Question

The abscissa of the points, where the tangent to the curve $y={{x}^{3}}-3{{x}^{2}}-9x+5$ is parallel to the x – axis, are?
(a) $x$ = 0 and 0
(b) $x$ = 1 and -1
(c) $x$ = 1 and -3
(d) $x$ = -1 and 3

Answer 1

Hint: Find the derivative of the curve by differentiating the function both the sides with respect to x and using the formula $\dfrac{d\left( {{x}^{n}} \right)}{dx}=n{{x}^{n-1}}$. Consider the slope of the line parallel to the x – axis equal to 0 and substitute $\dfrac{dy}{dx}=0$. Solve the quadratic equation by splitting the middle term method and find the values of x to get the answer.

Complete step by step solution:
Here we have been provided with the curve $y={{x}^{3}}-3{{x}^{2}}-9x+5$ and we are asked to find the abscissa (x – coordinate) of the point where the tangent to the curve is parallel to the x – axis.
Now, in mathematics the slope of tangent $\left( \dfrac{dy}{dx} \right)$ of a curve at a point is the value of the derivative of the curve at that point.
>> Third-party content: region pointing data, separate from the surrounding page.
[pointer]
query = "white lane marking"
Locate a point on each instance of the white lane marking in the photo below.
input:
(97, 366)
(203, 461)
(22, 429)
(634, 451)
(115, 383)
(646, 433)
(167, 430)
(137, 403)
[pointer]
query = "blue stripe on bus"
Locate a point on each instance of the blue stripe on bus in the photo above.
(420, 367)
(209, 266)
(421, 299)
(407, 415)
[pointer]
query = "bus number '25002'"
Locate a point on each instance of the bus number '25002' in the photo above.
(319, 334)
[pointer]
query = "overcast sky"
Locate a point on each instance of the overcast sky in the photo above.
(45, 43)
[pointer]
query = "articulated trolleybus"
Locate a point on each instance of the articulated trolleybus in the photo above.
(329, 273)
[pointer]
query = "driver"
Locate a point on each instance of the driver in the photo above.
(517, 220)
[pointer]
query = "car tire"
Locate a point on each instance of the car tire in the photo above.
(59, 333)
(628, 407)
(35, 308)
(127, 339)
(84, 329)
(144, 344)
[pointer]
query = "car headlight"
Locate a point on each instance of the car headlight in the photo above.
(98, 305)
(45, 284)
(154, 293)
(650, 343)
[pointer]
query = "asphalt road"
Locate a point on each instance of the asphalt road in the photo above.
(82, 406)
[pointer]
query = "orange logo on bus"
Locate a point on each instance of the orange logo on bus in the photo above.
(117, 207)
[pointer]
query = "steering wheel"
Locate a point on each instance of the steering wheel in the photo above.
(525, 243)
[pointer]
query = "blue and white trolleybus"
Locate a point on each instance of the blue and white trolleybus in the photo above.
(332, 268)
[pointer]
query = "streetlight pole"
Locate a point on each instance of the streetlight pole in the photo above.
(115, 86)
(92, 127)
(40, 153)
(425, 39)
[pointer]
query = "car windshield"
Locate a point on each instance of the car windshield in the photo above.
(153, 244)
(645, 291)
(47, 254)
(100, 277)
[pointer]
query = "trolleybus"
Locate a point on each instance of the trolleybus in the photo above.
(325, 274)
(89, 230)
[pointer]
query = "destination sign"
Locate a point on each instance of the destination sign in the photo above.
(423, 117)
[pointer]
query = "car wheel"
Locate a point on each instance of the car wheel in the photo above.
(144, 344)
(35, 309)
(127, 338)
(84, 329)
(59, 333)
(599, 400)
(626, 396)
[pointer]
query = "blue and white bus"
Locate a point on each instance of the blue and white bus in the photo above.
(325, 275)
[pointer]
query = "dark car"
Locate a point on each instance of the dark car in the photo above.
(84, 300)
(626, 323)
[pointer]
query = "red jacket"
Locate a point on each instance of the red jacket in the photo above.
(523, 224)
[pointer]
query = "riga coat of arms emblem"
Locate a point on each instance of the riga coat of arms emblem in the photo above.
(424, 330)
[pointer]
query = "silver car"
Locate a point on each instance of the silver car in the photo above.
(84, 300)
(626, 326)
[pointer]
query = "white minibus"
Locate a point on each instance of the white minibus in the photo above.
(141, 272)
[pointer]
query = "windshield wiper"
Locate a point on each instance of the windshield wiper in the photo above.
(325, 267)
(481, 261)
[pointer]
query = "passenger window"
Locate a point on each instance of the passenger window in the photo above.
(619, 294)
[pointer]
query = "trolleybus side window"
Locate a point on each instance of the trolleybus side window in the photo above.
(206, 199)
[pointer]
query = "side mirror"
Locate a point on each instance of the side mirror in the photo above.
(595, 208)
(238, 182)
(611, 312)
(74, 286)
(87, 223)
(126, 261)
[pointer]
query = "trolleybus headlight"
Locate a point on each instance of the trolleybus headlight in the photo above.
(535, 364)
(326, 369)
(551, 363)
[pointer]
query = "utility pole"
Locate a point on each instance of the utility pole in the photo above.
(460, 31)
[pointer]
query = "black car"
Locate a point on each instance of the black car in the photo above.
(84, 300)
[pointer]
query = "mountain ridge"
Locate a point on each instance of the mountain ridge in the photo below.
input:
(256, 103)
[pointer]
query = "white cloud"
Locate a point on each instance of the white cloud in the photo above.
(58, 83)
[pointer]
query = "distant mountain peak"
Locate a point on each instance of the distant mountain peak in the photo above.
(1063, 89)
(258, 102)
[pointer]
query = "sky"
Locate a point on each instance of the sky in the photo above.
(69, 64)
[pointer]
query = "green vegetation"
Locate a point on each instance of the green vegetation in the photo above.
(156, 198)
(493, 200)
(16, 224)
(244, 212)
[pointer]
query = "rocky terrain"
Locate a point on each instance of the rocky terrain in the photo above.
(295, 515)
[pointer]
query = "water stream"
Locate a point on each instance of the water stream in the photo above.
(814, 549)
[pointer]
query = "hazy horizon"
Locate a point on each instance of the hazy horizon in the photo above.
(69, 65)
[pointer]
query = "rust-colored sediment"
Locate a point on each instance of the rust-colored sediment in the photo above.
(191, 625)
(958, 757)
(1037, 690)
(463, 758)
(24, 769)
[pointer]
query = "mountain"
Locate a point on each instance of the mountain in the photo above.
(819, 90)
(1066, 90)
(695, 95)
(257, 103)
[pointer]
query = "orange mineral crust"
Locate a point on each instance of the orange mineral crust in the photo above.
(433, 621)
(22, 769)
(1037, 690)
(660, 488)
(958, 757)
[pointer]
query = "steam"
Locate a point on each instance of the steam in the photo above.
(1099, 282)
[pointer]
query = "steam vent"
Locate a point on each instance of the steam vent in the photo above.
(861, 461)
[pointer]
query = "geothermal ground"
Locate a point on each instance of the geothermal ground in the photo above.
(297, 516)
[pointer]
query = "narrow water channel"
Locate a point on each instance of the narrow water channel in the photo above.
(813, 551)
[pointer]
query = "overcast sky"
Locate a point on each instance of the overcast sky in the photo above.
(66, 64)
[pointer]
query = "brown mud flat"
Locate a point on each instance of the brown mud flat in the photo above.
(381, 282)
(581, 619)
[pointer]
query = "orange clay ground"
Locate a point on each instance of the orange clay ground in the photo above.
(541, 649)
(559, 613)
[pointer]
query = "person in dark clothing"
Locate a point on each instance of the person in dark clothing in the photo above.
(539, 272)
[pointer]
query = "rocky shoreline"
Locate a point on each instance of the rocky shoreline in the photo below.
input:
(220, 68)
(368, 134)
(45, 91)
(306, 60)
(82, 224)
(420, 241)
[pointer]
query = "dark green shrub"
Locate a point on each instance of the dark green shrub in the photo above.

So differentiating the given function both the sides with respect to x we get,
$\begin{align}
  & \Rightarrow \dfrac{dy}{dx}=\dfrac{d\left( {{x}^{3}}-3{{x}^{2}}-9x+5 \right)}{dx} \\
 & \Rightarrow \dfrac{dy}{dx}=\dfrac{d\left( {{x}^{3}} \right)}{dx}-\dfrac{d\left( 3{{x}^{2}} \right)}{dx}-\dfrac{d\left( 9x \right)}{dx}+\dfrac{d\left( 5 \right)}{dx} \\
\end{align}$
We know that the derivative of a constant is 0. When a constant is multiplied with a variable then the constant term can be taken out of the derivative. Also, using the formula $\dfrac{d\left( {{x}^{n}} \right)}{dx}=n{{x}^{n-1}}$ we get,
$\begin{align}
  & \Rightarrow \dfrac{dy}{dx}=3{{x}^{2}}-6x-9+0 \\
 & \Rightarrow \dfrac{dy}{dx}=3{{x}^{2}}-6x-9 \\
\end{align}$
Now, any line parallel to the x – axis has a slope equal to 0, so equating $\dfrac{dy}{dx}=0$ we get,
$\begin{align}
  & \Rightarrow 3{{x}^{2}}-6x-9=0 \\
 & \Rightarrow {{x}^{2}}-2x-3=0 \\
\end{align}$
Applying the middle term split method to factor the terms of the above quadratic equation we get,
$\begin{align}
  & \Rightarrow {{x}^{2}}-3x+x-3=0 \\
 & \Rightarrow \left( x+1 \right)\left( x-3 \right)=0 \\
\end{align}$
Substituting each term equal to 0 we get,
$\Rightarrow \left( x+1 \right)=0$ or $\left( x-3 \right)=0$
$\Rightarrow x=-1$ or $x=3$
Hence, option (d) is the correct answer.

Note: : Always remember that the slope of a line parallel to the x – axis is equal to 0 and that of a line parallel to the y – axis is infinite. If two lines are perpendicular to each other then the product of their slopes is equal to -1. Remember the formulas of derivatives of functions like: - trigonometric, inverse trigonometric, logarithmic, exponential functions etc.